Yes, life is short. It’s ridiculously short.
But it’s long enough to pause before deciding.
This is a big one. And a hard one.
It has taken some time and plenty of emotional pain to get ingrained in my head. My greatest dream in life for so stinking long was to have a family. When I found out some hard news about my chances at successfully doing so being slim, I was devastated. It forced me to ask myself some very difficult questions and to do a ton of inner exploration. I was shocked by what I found:
I’m okay with the idea of being single for the rest of my life. I don’t have to get married and have kids to be happy. The only thing I need is to follow Christ. In fact, I now find the idea of a solitary lifestyle appealing because it means that I’ll be free to pick up and go whenever God calls.
I still want a family. I still want love and romance and a story that could be a New York Times Bestseller. But if God has other plans for me, I’m okay with that. And in the meantime, I’m okay with waiting to find out.
I’m 21 and single. I’ve had just two legitimate relationships and both lasted a mere month and went no farther than a date or two or three (I also had one illegitimate relationship -as in we never titled it- that lasted several years: see my thoughts on that here). And that’s okay because each of these relationships taught me a lot about myself.
I know what I want. I know what I can put up with in others. I know what I need and I know what I’m willing to change about myself and my situation. I know what I will and will not compromise on. I don’t have to settle. I refuse to settle.

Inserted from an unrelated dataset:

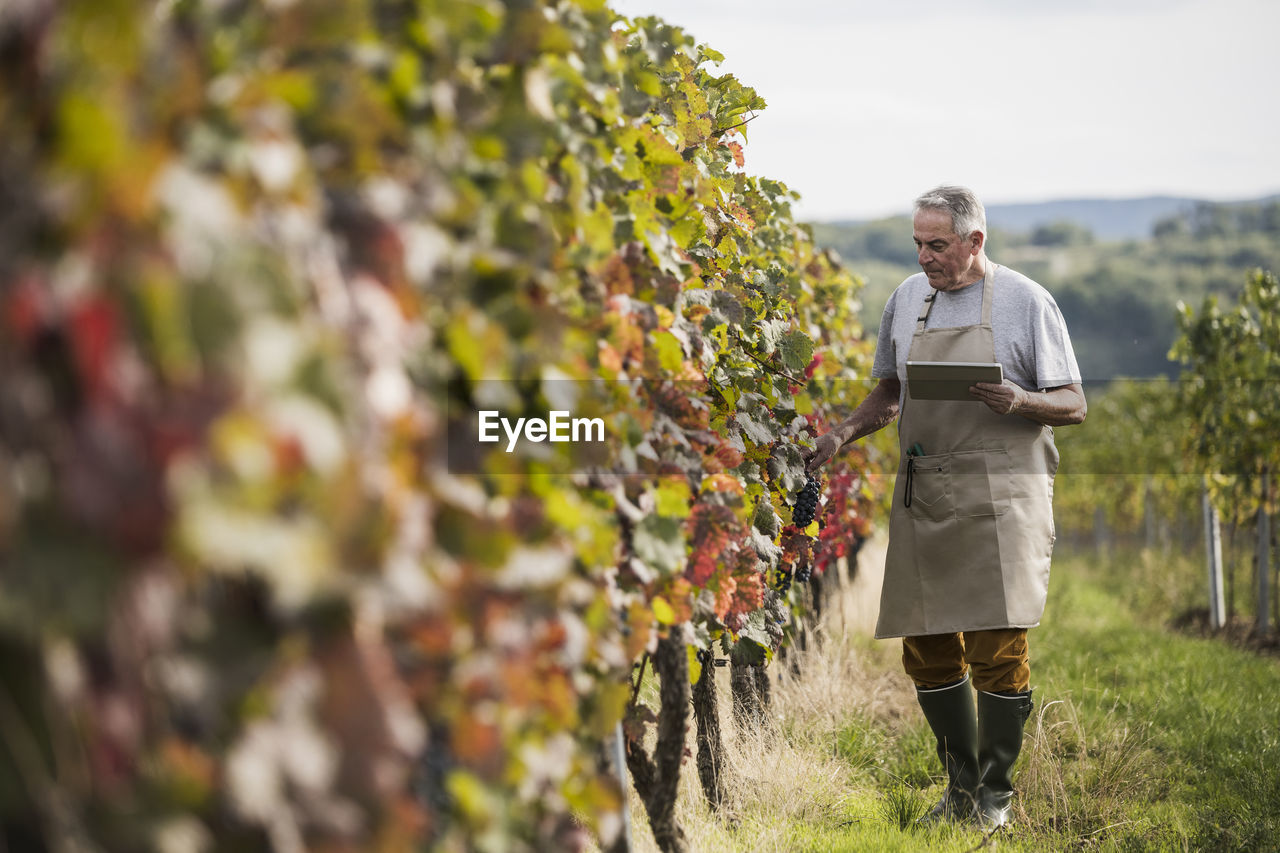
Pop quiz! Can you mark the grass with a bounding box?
[604,540,1280,852]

Life is overflowing with experiences. We all know this and yet we’re often shocked when they happen or we rush through one to get to the next. I was definitely the latter growing up.
I was in such a hurry to grow up and be an adult that I rushed through the experience of being a youth. I really, really, really wanted to be in college, so I crammed 4 years of high school into 3 and graduated when I was 16. I hated making a big deal of anything that reminded me of how young I was, like birthdays and big moments. When I got my driver’s license, my mom had to tell people because I was embarrassed it had taken me so long to get (I was the minimum of the required age, it literally did not take me any time at all) and refused.

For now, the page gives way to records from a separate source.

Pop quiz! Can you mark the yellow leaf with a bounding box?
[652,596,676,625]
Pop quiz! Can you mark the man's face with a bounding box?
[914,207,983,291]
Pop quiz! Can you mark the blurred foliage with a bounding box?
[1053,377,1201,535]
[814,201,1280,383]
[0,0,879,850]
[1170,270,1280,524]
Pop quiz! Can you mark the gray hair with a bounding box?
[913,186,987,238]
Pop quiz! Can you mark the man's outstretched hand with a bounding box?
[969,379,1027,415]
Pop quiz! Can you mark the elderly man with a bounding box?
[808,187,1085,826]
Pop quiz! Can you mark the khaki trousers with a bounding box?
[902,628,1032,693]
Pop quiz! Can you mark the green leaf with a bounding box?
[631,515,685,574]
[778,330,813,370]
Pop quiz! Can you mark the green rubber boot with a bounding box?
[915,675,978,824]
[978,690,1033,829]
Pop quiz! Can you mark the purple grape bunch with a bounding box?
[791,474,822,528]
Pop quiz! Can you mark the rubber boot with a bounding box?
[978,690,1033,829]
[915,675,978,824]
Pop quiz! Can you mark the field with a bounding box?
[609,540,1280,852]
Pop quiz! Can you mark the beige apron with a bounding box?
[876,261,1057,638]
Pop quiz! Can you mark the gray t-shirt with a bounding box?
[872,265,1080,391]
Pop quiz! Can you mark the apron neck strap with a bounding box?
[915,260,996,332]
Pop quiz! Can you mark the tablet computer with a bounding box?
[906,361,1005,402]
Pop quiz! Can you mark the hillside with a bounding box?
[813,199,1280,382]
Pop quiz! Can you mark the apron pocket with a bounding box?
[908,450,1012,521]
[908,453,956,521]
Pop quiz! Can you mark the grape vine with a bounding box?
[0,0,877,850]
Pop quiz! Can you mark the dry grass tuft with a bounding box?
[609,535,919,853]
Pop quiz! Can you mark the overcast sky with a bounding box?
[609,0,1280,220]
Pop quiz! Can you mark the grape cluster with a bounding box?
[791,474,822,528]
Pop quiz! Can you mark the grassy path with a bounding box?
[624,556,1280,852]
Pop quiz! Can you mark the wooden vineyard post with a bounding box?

I always wanted to be ahead of the game so I rushed through learning and didn’t slow down.. until I was forced to.
Getting diagnosed with a chronic illness knocked the wind out of my sails. I learned to appreciate each moment as it came, especially the pain-free moments. Life is too precious to rush through it! And sometimes it’s worth saving up little moments for a much happier, much bigger moment.

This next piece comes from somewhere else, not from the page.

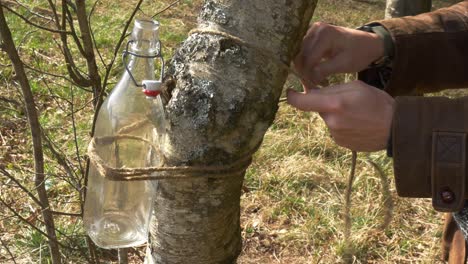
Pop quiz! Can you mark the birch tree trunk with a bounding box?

I had always wanted to go on a road trip but going by myself seemed like a bore. While I was free and single, the people I wanted most to come with me weren’t able to just pack a bag and run off. They had jobs and kids and husbands. So I waited until there was a special occasion to make the trip more enticing (my 21st birthday) and gave about 6ish months (maybe more?) advanced notice to my friends. Most of them were able to make it because my invitation came early enough for them to make arrangements and we had an absolute blast! I’m so glad I decided to be patient and wait for the opportunity rather than go by my lonesome.
— — —
I’ve said all of this to say that life is worth waiting for. We don’t have to rush through it or live it by impulse. We can analyze and choose our path and in so doing become a much happier version of ourselves. After all, the anticipation of something is often far sweeter than the thing itself.
What are some things you think are worth waiting for?